Musicoterapia e Demência

A demência, caracterizada por grave comprometimento da capacidade intelectual da pessoa, distúrbios emocionais e alterações de personalidade, é causada por uma série de razões diferentes, como a perda de neurônios no cérebro devido a traumatismo craniano, distúrbios metabólicos ou até mesmo por um tumor no cérebro. o cérebro.

O cérebro humano tem 2 hemisférios – o hemisfério esquerdo e o hemisfério direito. Uma grande parte do cérebro da pessoa geralmente é danificada em um paciente que sofre de demência. Enquanto as habilidades linguísticas de uma pessoa são controladas exclusivamente pelo hemisfério esquerdo do cérebro, a música é percebida por muitas partes diferentes do cérebro, em vez de apenas uma parte específica do cérebro, uma vez que os diferentes elementos da música, como ritmo, tom e melodia são todos processados ​​de forma diferente por partes distintas do cérebro humano. Portanto, é capaz de atingir as seções saudáveis ​​restantes do cérebro do paciente.

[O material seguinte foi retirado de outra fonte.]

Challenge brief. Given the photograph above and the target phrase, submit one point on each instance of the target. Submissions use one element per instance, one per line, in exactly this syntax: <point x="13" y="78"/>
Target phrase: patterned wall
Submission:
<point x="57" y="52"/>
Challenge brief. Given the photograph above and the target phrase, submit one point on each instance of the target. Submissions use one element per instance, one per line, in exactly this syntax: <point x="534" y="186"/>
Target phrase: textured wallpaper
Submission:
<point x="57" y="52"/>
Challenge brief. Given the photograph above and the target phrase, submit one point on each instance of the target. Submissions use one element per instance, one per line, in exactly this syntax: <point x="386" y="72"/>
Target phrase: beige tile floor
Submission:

A música é recebida e processada por diferentes células-tronco do cérebro e, portanto, mesmo pessoas severamente dementes podem responder à música. A música pode ser percebida e, portanto, utilizada como meio de comunicação para pessoas que sofrem de demência, cujas habilidades de compreensão ou aprendizagem de línguas são severamente prejudicadas. Quando todos os outros modos de comunicação falham em causar qualquer impacto, a música, com suas qualidades estimulantes não verbais, tende a penetrar na mente do paciente e possibilita uma certa quantidade de conexão social, emocional ou cognitiva. Sintomas como agitação e confusão entre as pessoas que sofrem de demência também podem ser aliviados pelos efeitos relaxantes e calmantes da música.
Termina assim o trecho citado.